An Eloy police union wants the U.S. Department of Justice to investigate the city and its Police Department for what one union leader said are practices that protect lucrative illegal immigrant smuggling operations.

The union scheduled a press conference in front of the police station this morning to air its "no confidence" vote against Mayor Ben Cruz and Acting Police Chief Barry Pritchett.

The vote, said union leader Sgt. Bob Jordan, was unanimous, and the majority of the town's small police force are members.

"Smuggling (of illegal immigrants) is big in Eloy," Jordan said. "We're a drop-off point."

Jordan said city personalities and policies are hampering officers' efforts to stop the smuggling. He said the union plans to demonstrate today how the police chief and mayor have been "bullying" officers into overlooking smuggling operations.

Jordan also questioned a new city policy that limits when officers can detain individuals for immigration officers.

But the mayor and city manager defended the new policies. They said the procedures are modeled after larger cities' policies and designed to protect Eloy from lawsuits and accusations of racial profiling like those that occurred after a roundup in Chandler more than two years ago.

All agree that the smuggling of illegal immigrants is a problem in Eloy.

What aroused the ire of police officers in this small central Arizona city, Jordan said, was the June termination of former police chief David Martinez.

Martinez, who now lives in Bullhead City, said he was fired. Acting City Manager Mike McNulty said he resigned.
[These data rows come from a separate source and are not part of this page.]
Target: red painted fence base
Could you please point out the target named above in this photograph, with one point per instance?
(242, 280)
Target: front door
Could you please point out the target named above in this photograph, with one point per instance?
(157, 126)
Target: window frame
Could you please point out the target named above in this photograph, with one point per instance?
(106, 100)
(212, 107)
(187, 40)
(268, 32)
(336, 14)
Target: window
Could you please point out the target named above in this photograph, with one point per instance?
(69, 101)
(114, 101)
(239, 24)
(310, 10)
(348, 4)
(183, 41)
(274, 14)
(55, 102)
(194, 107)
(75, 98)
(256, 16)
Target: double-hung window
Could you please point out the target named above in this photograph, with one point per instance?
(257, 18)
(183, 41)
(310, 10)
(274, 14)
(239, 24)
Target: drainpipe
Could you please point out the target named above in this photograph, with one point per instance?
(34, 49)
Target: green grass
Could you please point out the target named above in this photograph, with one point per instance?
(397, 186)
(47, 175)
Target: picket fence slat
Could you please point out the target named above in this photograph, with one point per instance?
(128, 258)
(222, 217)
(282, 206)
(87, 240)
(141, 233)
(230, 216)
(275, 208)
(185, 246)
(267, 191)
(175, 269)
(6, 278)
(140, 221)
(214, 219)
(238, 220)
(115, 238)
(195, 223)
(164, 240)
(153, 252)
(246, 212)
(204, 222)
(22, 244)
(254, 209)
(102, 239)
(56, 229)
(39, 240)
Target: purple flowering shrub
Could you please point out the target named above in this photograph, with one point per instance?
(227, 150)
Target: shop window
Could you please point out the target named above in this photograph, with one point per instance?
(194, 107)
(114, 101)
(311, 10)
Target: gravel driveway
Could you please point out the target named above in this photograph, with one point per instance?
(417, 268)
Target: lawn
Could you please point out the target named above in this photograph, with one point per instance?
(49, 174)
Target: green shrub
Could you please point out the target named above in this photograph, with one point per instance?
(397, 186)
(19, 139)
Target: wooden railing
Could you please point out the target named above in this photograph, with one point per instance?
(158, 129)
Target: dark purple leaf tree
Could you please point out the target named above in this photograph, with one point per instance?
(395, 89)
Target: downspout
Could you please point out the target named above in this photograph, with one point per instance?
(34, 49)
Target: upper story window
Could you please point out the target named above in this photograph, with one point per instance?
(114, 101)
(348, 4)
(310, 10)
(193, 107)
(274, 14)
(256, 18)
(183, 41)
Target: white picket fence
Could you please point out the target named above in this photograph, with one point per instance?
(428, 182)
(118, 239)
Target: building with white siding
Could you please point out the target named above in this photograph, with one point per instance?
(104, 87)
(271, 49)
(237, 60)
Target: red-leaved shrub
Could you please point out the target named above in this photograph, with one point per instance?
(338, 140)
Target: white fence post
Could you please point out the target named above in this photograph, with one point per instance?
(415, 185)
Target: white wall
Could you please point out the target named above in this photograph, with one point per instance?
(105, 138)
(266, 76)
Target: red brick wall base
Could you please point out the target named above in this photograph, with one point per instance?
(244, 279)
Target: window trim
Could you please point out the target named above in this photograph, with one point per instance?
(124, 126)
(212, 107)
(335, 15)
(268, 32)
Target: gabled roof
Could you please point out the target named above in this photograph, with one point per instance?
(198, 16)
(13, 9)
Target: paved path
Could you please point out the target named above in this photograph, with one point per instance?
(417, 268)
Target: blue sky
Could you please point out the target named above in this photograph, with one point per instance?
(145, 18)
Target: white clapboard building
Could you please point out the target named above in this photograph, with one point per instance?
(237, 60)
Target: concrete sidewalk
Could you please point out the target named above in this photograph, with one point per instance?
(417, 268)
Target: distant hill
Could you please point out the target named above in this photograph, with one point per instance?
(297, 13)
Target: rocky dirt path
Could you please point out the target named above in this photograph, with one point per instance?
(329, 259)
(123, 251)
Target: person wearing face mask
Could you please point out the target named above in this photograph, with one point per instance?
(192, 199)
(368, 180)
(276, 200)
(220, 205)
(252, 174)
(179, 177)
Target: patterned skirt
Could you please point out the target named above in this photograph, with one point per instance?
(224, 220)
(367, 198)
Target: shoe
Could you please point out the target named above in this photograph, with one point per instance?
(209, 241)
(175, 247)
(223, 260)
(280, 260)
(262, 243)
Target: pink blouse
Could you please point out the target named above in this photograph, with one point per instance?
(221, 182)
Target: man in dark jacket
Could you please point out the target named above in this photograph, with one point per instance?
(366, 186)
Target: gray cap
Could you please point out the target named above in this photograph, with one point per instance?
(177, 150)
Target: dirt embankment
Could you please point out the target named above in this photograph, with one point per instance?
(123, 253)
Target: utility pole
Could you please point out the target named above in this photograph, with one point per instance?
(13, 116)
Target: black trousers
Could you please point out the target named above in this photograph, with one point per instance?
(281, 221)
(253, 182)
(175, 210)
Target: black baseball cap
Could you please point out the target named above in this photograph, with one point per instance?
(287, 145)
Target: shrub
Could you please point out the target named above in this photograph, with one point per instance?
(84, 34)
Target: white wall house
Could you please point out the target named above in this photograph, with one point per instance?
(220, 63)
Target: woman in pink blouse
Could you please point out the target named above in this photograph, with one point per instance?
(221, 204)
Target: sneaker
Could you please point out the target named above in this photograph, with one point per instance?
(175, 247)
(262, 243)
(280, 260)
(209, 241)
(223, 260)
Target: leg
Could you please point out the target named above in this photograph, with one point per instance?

But Jordan and the union say the former chief ran a tough operation that increased arrests of illegal immigrants and was exposing smuggling operations tied to prominent families.

His departure signaled new law enforcement policies that are making it more difficult for officers to turn aliens and smugglers over to the U.S. Immigration and Naturalization Service, Jordan said.

McNulty said Eloy recently adopted a policy on police stops similar to those now used in larger Valley municipalities.

The change was made to prevent accusations of racial profiling that led to lawsuits in larger cities.

While Cruz acknowledged that his city has a problem with smuggling, he said Martinez went too far and his officers may have been involved with racial profiling and unauthorized traffic stops.

"We even had a former city manager who was stopped twice for no reason because he was a Hispanic driving a nice car," Cruz said.

Jordan said no officers engaged in racial profiling and an outside investigation will prove that. But police did come across evidence of large-scale smuggling operations during routine traffic stops.

Immigration and Naturalization Service officials said the smuggling of illegal immigrants is a statewide problem and not unique to Eloy.

But Russell Ahr, spokesman for the Phoenix INS office, said immigration enforcement can be a challenge in image-conscious small towns.

"Even if they knew about (immigrant smuggling), they might want to keep it to themselves," he said.

McNulty said the union's "no confidence vote" is "just a couple of people trying to create something that isn't here because they blew the thing in Casa Grande real bad."

He referred to the union's backing last month of two Casa Grande officers who were suspended for making racially charged prank calls to their own department. Their appeal of the suspension was denied.

Two Eloy council members - Byron Jackson and Manuel Salas - said Thursday that they support the police union's push for an investigation.

Jackson, who is Black, said he heard no complaints about racial profiling under Martinez's leadership and praised the chief's crackdown on crime within the city. Jackson said he believes the chief was fired because he may have stepped on the toes of some members of influential families.

Salas called accusations of union muscle-flexing a "smokescreen." He said he supports the call for an outside investigation.

"If there is dirty laundry, we better wash it," Salas said.